IV. LECTURES ET COMMENTAIRES

Aussi bien son état d'inachèvement que la façon dont il a été publié jusqu'en 1901, mêlé aux suites de Rabou, n'ont pas assuré beaucoup d'audience au Député d'Arcis. Sa place dans la section, un peu mince, des Scènes de la vie politique, paraît naturelle, d'autant plus qu'il forme ensemble, à 35 ans de distance (en temps « réel ») avec Une ténébreuse affaire. Pourtant Balzac avait d'abord songé aux Scènes de la vie de province (le territoire des élections par excellence) et plus curieusement à la série des Célibataires à cause de Maxime de Trailles, qui doit bien « faire une fin ». Matière peu romanesque en soi, le motif des élections intéresse et concerne Balzac à bien des titres, y compris ses anciennes velléités de candidature.
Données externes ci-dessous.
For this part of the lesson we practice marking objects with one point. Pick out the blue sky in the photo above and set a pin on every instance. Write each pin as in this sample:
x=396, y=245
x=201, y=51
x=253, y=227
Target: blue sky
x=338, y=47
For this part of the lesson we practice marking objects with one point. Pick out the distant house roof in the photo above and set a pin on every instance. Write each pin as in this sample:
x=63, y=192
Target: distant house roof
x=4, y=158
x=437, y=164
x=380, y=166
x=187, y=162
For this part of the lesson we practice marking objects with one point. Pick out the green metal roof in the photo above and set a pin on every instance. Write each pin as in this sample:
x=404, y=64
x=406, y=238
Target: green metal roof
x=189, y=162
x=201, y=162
Il concentre le politique, offre tout un réseau d'intrigues, d'alliances et de calculs, familières aux experts (narrateur et personnages)  de La Comédie humaine et donne occasion de tenir sa partie dans les débats et les polémiques sur la politique en régime constitutionnel. On peut donc s'interroger sur les raisons intrinsèques à l'inachèvement car la fatigue n'explique pas tout : au-delà du sujet, conjoncture défavorable en 1843 comme en 1847 ? – (c'est à une autre échelle que s'opèrent les grandes manoeuvres de la classe politique) ; mauvais choix du support ? –  : les lecteurs de L'Union monarchique auraient été choqués par la vulgarité du ton et du propos (Pl., VIII, 713), alors que Balzac donnait en même temps La Dernière Incarnation de Vautrin à La Presse et Le Cousin Pons au Constitutionnel. Le plus probable est le développement autonome du projet qui prenait peu à peu, dans l'imagination du romancier, les proportions trop gigantesques d'un endroit de l'Histoire contemporaine.